The Crown appealed from the Quebec Court of Appeal's decision remitting the respondents' files to the Court of Québec for preliminary inquiries.
The respondents were each charged with historical sexual offences against a child which carried a maximum of 10 years' imprisonment at the time of commission, but for which the maximum was later increased to 14 years.
Before charges were laid, each respondent appeared in court and reserved their election as to mode of trial; neither requested a preliminary inquiry until after the 2019 amendment to s. 535 of the Criminal Code came into force, restricting preliminary inquiries to accused persons charged with offences punishable by 14 years or more.

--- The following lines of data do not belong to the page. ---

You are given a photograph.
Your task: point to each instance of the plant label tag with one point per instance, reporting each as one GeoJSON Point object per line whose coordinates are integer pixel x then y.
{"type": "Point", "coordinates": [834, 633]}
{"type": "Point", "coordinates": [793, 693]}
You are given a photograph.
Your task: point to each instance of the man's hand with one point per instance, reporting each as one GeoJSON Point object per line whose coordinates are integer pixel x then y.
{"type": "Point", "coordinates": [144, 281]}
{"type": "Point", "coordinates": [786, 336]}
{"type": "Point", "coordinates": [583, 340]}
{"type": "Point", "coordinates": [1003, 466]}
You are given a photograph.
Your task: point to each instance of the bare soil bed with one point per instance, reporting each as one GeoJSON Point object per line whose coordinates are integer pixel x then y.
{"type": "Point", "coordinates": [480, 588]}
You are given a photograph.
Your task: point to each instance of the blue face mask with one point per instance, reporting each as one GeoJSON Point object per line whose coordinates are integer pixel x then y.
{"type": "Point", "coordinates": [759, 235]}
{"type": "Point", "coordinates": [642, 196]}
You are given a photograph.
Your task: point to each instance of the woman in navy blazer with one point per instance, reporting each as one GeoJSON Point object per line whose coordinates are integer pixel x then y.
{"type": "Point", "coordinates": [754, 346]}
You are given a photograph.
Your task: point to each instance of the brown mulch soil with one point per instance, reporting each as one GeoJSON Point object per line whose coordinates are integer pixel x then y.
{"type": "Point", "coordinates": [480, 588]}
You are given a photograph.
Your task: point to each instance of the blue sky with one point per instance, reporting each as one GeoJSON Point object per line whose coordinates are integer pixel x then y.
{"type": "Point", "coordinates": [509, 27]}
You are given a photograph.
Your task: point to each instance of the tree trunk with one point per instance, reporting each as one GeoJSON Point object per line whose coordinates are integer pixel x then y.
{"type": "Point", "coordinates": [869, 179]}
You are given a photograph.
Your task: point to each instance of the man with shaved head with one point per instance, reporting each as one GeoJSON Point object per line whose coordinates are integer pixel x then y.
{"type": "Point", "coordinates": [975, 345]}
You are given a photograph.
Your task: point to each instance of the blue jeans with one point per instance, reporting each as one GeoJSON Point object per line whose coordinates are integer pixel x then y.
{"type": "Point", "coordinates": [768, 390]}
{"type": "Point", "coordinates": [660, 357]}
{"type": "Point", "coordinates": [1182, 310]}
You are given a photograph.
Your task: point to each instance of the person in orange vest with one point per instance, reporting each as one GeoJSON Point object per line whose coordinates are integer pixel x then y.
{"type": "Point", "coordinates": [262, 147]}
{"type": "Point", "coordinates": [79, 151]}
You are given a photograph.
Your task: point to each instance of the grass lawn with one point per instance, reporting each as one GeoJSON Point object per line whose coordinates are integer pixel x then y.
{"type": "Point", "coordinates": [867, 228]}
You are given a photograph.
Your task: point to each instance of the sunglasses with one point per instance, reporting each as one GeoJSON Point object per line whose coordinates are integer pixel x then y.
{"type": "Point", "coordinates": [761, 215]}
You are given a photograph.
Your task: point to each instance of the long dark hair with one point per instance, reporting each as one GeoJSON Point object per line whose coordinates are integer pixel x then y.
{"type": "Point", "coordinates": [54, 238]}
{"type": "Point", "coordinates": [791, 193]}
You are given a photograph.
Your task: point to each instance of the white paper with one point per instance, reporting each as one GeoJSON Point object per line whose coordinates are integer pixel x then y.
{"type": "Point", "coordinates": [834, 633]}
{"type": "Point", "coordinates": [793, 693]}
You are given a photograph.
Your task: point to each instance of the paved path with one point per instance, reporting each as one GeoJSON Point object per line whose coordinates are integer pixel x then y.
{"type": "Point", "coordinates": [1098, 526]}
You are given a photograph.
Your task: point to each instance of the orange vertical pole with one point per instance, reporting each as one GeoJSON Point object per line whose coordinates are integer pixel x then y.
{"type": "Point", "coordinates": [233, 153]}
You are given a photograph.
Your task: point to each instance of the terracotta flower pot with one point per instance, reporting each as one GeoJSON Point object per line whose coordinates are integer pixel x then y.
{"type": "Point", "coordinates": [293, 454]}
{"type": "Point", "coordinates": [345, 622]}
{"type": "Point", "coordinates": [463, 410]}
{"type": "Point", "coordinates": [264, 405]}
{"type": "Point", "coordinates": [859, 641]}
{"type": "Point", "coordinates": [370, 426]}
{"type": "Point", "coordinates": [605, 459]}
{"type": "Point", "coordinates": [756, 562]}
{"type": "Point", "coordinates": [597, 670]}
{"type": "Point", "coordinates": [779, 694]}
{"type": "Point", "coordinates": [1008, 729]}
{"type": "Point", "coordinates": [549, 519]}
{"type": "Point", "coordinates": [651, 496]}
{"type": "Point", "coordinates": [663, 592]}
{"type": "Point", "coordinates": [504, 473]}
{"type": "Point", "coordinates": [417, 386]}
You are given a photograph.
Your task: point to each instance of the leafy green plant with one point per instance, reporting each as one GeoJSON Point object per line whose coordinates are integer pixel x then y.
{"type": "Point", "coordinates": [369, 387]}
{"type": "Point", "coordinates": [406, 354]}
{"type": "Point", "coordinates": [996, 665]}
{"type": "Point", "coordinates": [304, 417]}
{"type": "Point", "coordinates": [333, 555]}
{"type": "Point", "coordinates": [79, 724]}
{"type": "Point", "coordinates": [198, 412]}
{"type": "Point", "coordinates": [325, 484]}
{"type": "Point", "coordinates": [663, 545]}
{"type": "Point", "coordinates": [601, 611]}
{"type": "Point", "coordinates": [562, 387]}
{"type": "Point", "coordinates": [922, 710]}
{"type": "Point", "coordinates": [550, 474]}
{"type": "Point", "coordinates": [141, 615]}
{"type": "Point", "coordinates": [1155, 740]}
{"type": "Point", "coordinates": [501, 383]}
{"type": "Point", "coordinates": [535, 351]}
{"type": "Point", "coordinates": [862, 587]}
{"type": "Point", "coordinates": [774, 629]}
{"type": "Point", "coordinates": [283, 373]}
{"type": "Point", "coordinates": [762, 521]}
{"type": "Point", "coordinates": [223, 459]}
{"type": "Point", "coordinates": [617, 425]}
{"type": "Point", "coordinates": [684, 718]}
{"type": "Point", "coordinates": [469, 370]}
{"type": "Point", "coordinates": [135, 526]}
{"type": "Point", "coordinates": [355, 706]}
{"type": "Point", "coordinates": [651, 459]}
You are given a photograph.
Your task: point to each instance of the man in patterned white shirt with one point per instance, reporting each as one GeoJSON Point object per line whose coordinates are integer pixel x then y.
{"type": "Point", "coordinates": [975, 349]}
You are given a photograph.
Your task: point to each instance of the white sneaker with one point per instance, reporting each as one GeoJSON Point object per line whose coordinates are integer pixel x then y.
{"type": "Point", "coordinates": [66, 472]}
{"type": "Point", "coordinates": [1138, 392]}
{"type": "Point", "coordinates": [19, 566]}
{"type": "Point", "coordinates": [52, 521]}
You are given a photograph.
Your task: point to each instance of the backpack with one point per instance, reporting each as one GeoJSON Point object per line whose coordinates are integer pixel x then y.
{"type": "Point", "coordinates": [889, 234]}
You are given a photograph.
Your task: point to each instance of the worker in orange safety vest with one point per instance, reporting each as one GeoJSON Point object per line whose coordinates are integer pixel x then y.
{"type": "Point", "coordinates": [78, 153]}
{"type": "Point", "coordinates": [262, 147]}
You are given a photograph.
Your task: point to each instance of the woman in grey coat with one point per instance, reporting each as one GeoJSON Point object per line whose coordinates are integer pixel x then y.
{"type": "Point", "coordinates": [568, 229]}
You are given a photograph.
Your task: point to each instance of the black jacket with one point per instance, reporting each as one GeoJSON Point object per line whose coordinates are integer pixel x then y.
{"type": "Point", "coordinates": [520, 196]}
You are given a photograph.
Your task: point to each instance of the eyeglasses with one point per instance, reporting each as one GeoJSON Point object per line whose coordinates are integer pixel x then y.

A five-judge majority dismissed the appeal, albeit by different routes: Côté and Rowe JJ. held the right vested at the time charges were laid; Kasirer J. (Jamal J. concurring) held the right vested when the accused reserved their election as to mode of trial with the court's approval; and Martin J. held the date of the offence governs temporal application.
The four-judge dissent (Karakatsanis J., Wagner C.J., O'Bonsawin and Moreau JJ.) would have allowed the appeal, concluding the right vests only when a request for a preliminary inquiry is made, and that the new rule applies where no such request was made before it came into force.
On the interpretive question, Côté and Rowe JJ. held that the 14-year threshold in the new s. 535 is tied to the seriousness of the offence and not to the accused's personal maximum jeopardy, while Karakatsanis J. and Martin J. held the accused must personally face a maximum of 14 years.